The qualitative discourse analysis highlighted the multiplicity of nationalist discourses on immigration that individuals in Britain engaged in towards the end of 2013. The majority of ‘lone users’ were simply tweeting mainstream media headlines or redistributing tweets by the influential Twitter users, without additional commentary. Where it was possible to identify discourses related to immigration from the tweet itself and/or from the user descriptions, a greater proportion of tweets represented an anti-immigration discourse than a pro-immigration discourse. The anti-immigration discourses in both the month of October and December were largely similar, but analysis revealed two key differences: a) In October the focus was on illegal immigrants and immigrant in general, while in December the focus shifted specifically to Romanian and Bulgarian immigrants; b) and there was a palpable moral panic in December about what the lifting of restrictions on January 1st 2014 would mean for immigration to the UK.

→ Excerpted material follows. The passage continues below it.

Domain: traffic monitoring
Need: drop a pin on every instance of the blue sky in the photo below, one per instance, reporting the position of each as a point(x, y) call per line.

Our findings suggest that both those who are anti-immigration and those who are pro-immigration are engaged in the discursive construction of the nation on the micro-blogging platform Twitter. However, the anti-immigrant narratives are much more cohesive, indicating that one organisation sets the tone for anti immigrant discourses. While Twitter provides a platform for challenging this exclusive nationalism, the pro-immigration narratives are too diverse and complex to construct a cohesive discourse that promotes an inclusive idea of the British state and Britishness that can challenge the exclusive nationalism of those promoting an anti-immigration stance.
Future work will involve further quantitative and qualitative analysis to explore change in the structure of the retweet network, and the discourses surrounding migration/immigration over time. Drawing on the terms identified in the qualitative results, additional work will focus on the use of advanced textual analysis methods (such as frequency, ‘co-occurrence’ and ‘co-location’ of terms) for recognising patterns in the use of specific terms in either pro- or anti-immigration tweets. It is our aim that a combination of both automated and manual identification of important terms will further assist in identifying discourses, but also key actors in the propagation of information in tweets surrounding this topic.